Recently, an acquaintance was complaining of a project they were working on that involved reading a mountain of “incidentally complex” code – code that wasn’t doing anything particularly interesting algorithmically, but that was nevertheless so hairy that it was difficult to understand the implications of adding even the small feature they wanted to add. After reading code non-stop for a week, they were tearing their hair out in frustration.

I can sympathize. As a researcher, I’m often faced with piles of undocumented, untested, poorly-engineered, “research-quality” code that I need to somehow come to understand well enough to modify. What I’ve found is that I can’t just sit there and read that kind of code for very long; I don’t learn anything, and I end up miserable. I need to dig in and start trying to refactor.

The idea is to pick some concrete task and attempt it. Depending on the code, some options (in order of how ambitious they are) might include:

  • changing so-called “magic numbers” to named constants;
  • removing dead code;
  • splitting uncomfortably long functions up into shorter ones; or
  • factoring repetitive things out into their own functions or interfaces.

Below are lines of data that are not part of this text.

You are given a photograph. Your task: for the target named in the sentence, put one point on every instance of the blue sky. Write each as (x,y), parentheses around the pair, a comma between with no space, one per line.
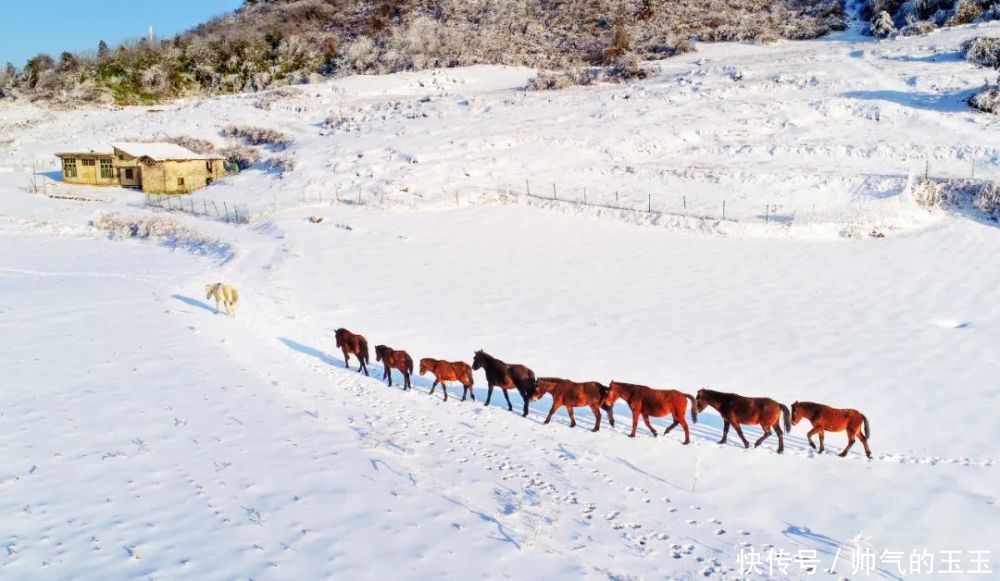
(28,27)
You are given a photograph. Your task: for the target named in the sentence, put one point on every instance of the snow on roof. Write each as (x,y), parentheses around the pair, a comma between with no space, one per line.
(159,151)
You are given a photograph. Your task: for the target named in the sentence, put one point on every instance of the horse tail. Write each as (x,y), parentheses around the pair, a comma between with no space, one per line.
(694,408)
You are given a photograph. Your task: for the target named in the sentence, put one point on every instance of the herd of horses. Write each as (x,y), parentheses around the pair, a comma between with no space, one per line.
(645,402)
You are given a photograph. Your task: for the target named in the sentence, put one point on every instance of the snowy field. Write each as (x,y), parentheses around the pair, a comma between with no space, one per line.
(143,436)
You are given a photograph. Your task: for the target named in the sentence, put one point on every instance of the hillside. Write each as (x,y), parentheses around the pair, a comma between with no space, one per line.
(144,436)
(279,42)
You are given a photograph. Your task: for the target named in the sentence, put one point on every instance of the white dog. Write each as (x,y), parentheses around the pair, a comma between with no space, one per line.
(225,294)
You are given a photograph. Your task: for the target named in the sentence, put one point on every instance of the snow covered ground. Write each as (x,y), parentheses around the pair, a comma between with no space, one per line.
(143,436)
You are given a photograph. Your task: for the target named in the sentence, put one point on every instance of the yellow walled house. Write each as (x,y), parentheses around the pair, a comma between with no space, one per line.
(155,168)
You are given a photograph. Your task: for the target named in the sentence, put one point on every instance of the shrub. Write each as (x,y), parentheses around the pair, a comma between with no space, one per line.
(555,80)
(258,136)
(242,156)
(988,99)
(281,163)
(627,67)
(882,25)
(983,51)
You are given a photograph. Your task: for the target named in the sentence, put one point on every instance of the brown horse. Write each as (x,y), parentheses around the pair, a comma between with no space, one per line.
(573,395)
(827,419)
(356,344)
(394,359)
(505,376)
(646,401)
(736,410)
(448,371)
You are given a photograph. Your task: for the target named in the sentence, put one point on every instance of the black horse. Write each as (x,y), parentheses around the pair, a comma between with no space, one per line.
(506,376)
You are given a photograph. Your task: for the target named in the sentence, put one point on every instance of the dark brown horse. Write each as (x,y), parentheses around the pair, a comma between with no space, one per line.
(736,410)
(448,371)
(394,359)
(646,401)
(356,344)
(573,395)
(505,376)
(827,419)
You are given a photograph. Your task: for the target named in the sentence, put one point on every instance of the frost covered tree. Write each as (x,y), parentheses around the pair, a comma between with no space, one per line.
(882,25)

When I’m at this stage, I may find that I don’t know enough about the code to really be able to refactor well. But the beauty of attempting to refactor is that even if I’m not able to make an improvement, I can still benefit just from attempting the improvement. I can make work-in-progress commits in a branch, and at the end of the day, if I think that my changes are an improvement, I can decide to clean up and keep those commits. If not, that’s okay; I still learned something about how the code is organized or what it does.

Whatever it is that I learn while traipsing through the code, I can document that knowledge in some way, if only by adding the occasional explanatory comment. And, if there are no tests (which, if it’s research code, there often aren’t), I can try to write them as I go along. Adding tests not only helps with my understanding of the code, it’ll also help me be more confident of the changes I make when I attempt the next round of refactoring.

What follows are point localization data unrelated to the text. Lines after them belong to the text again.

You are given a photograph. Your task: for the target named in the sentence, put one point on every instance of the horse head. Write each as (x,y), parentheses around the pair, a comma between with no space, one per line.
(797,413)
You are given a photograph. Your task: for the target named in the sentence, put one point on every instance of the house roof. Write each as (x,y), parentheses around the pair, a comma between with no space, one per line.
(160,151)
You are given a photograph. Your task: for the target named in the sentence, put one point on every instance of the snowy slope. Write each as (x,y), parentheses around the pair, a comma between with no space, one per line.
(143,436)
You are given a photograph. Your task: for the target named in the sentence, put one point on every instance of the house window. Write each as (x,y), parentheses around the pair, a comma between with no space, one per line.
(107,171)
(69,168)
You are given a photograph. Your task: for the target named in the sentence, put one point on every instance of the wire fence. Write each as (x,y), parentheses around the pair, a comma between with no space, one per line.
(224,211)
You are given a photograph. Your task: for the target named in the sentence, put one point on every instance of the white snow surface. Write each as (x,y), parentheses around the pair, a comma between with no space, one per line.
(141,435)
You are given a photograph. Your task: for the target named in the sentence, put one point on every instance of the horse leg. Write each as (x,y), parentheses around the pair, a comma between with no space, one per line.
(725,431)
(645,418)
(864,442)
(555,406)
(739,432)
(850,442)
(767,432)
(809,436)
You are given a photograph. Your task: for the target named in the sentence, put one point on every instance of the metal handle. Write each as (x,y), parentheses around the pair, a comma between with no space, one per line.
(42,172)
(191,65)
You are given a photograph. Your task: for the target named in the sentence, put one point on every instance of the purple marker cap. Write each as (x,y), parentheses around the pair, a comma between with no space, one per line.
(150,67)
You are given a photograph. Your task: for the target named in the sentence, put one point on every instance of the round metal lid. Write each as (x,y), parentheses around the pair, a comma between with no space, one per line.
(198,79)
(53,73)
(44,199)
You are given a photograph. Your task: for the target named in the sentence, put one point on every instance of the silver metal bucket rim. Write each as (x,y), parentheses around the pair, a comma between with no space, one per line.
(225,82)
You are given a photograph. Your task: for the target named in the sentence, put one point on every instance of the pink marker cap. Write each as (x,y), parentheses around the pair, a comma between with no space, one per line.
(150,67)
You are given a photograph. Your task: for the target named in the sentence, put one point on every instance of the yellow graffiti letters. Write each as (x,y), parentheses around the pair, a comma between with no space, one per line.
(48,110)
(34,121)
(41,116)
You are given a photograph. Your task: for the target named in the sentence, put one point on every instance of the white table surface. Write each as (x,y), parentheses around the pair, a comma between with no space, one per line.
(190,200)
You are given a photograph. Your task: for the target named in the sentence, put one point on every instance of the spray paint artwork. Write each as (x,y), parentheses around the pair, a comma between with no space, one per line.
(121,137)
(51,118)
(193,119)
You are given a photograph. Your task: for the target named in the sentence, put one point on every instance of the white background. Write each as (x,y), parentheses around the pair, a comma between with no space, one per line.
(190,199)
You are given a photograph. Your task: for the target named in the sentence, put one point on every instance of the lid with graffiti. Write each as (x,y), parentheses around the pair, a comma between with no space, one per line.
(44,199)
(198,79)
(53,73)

All this might seem like a strange approach to learning one’s way around a project. After all, refactoring is supposed to improve the design of existing code – how can anyone be expected to improve code before they even know what it does? For me, the trick is to realize that at this stage, improving the code isn’t the point. Maybe I’ll end up making some improvements as a side effect, but even if I don’t, refactoring helps me. It increases my feeling of ownership over the code, which will help me stay motivated to continue working on it. Most importantly, the act of editing the code myself (if only just to rename things or move them around), rather than passively reading it, will help solidify things about the code in my memory and give me a more visceral sense of what it’s doing. That can only be good for my understanding of the code, even if I end up deciding not to keep the changes I made.

Thanks to Maggie Zhou, Julia Evans, Scott Feeney, Darius Bacon, and Dan Luu for discussing the ideas in this post with me. (None of them are the aforementioned acquaintance!)